Colonization: Second Contact
- First edition
- Author: Harry Turtledove
- Cover artist: Tim O'Brien
- Language: English
- Series: Colonization
- Genre: Alternate history/Science fiction
- Publisher: Del Rey Books
- Publication date: February 9, 1999
- Publication place: United States
- Pages: 496
- ISBN: 0-345-43019-0
- OCLC: 39728086
- Dewey Decimal: 813/.54 21
- LC Class: PS3570.U76 C65 1999
- Preceded by: Worldwar: Striking the Balance
- Followed by: Colonization: Down to Earth

= Colonization: Second Contact =

1999 alternate history novel by Harry Turtledove

Colonization: Second Contact is an alternate history novel by American writer Harry Turtledove. It is the first novel of the Colonization series and the fifth installment in the Worldwar series.

==Plot==
The novel is set in 1963, twenty-one years following the end of the alternate World War II and nineteen years after the Race Invasion of Tosev 3. Earl Warren is President of the United States, Vyacheslav Molotov is the Premier of the Soviet Union, and Heinrich Himmler leads Nazi Germany. Smaller countries remain independent, such as the Republic of Ireland and Imperial Japan, which still controls portions of its World War II-era empire. A few isolated areas such as French Polynesia are still held by Charles de Gaulle's Free France, and in German-occupied France the French Resistance remains active. The Northern Hemisphere remains relatively free of Race occupation, but the hotter regions of the planet, such as Central and South America, Mexico, Spain, Portugal, Africa, China, the Middle East, and Australia, are all under Race control. The Race also occupies Poland, with the territory acting as a buffer state, keeping Germany and the Soviet Union from having a mutual land border and an easy way to restart the war between them.

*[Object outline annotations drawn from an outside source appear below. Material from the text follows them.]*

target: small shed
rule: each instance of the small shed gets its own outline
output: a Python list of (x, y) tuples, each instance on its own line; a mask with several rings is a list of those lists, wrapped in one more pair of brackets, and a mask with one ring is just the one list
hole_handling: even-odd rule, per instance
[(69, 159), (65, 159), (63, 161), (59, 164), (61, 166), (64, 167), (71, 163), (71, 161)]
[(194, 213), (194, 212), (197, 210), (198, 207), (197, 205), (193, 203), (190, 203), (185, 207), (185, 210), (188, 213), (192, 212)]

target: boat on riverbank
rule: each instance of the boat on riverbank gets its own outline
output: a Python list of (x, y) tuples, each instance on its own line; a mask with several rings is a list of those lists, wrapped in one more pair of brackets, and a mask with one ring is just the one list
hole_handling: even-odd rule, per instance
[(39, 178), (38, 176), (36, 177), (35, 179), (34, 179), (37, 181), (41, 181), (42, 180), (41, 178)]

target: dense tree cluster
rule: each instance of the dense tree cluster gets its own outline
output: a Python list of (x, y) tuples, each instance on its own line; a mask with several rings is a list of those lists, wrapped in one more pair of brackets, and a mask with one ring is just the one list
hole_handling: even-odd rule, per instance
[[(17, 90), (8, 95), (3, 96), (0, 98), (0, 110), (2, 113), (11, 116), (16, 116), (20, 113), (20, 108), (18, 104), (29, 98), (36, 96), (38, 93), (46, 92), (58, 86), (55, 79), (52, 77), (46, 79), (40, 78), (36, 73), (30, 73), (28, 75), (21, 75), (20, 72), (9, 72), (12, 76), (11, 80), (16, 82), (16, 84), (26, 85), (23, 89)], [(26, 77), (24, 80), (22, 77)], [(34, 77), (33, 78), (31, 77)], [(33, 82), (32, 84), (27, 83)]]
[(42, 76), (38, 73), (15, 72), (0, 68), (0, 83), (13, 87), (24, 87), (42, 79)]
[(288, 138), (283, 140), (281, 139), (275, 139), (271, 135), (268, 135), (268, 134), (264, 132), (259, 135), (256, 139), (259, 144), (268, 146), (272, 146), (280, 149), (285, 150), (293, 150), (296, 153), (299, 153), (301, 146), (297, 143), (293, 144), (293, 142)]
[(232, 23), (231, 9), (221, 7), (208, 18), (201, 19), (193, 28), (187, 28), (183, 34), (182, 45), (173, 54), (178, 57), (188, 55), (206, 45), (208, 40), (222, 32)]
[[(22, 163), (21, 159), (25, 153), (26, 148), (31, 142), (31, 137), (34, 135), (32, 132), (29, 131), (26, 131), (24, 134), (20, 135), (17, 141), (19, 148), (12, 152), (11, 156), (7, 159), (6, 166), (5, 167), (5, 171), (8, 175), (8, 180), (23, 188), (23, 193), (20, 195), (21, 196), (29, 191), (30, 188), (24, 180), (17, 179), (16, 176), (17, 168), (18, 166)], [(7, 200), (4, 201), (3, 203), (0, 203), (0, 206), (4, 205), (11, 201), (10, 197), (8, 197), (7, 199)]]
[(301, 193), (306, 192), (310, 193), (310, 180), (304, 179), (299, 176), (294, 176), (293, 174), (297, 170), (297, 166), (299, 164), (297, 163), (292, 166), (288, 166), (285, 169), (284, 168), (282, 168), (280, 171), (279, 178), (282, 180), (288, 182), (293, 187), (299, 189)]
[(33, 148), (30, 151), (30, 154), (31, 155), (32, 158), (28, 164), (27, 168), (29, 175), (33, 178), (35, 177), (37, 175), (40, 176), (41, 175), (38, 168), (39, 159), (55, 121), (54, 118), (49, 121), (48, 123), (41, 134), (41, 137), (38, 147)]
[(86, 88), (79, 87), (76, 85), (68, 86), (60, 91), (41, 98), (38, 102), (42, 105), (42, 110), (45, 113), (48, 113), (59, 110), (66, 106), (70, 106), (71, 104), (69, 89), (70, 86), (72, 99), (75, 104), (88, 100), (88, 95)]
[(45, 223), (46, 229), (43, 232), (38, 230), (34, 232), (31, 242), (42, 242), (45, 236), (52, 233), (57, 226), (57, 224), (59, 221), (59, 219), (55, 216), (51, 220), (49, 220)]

At the start of the novel, the colonization fleet of the Race enters the Solar System, bringing with them 80-100 million colonists for settling on Earth. As the fleet enters Earth orbit, a human satellite unleashes a nuclear attack that kills millions. As Germany, the Soviet Union, and the United States each have large-scale space capability, any of the three nations may have been responsible for the attack. All three deny it when furious Race leaders, headed by Fleetlord Atvar, the commander of all Race forces sent to Earth, demand answers, but two of the three human nations are really as much unaware of the attacker's identity as the Race. In addition, while there is an uneasy peace between the independent human nations and the Race, Mao Zedong and Ruhollah Khomeini continue to lead popular resistance to the invaders in China and the Middle East, respectively. Race efforts to wage a counterinsurgency war in those regions are frustrated by their lack of familiarity with such warfare and a nearly-total lack of support from the human population. The Race also becomes aware of subtle support of the resistance movements by Germany, the United States, and the Soviet Union, but as the Race is unable to prove it, nothing can be done to stop them.

Meanwhile, the Race's colonists, who expected to encounter an Earth that was already conquered with the natives still at medieval levels of advancement, must deal with the consequences of the cold war with the humans. The fleet brings with it not only the first civilians but also the first Race females, both of which cause tension among the male soldiers who formed the invasion force. To the Race males, ginger is a euphoric drug; to the females, it causes them to go into estrus, throwing Race forces on Earth into social chaos. Worse still for Fleetlord Atvar is a sharp upswing in armed revolts in the Middle East and in China; at the novel's end, Khomeini's guerrillas have staged several successful ambushes against Race patrols, and resistance forces under Mao storm the Forbidden City.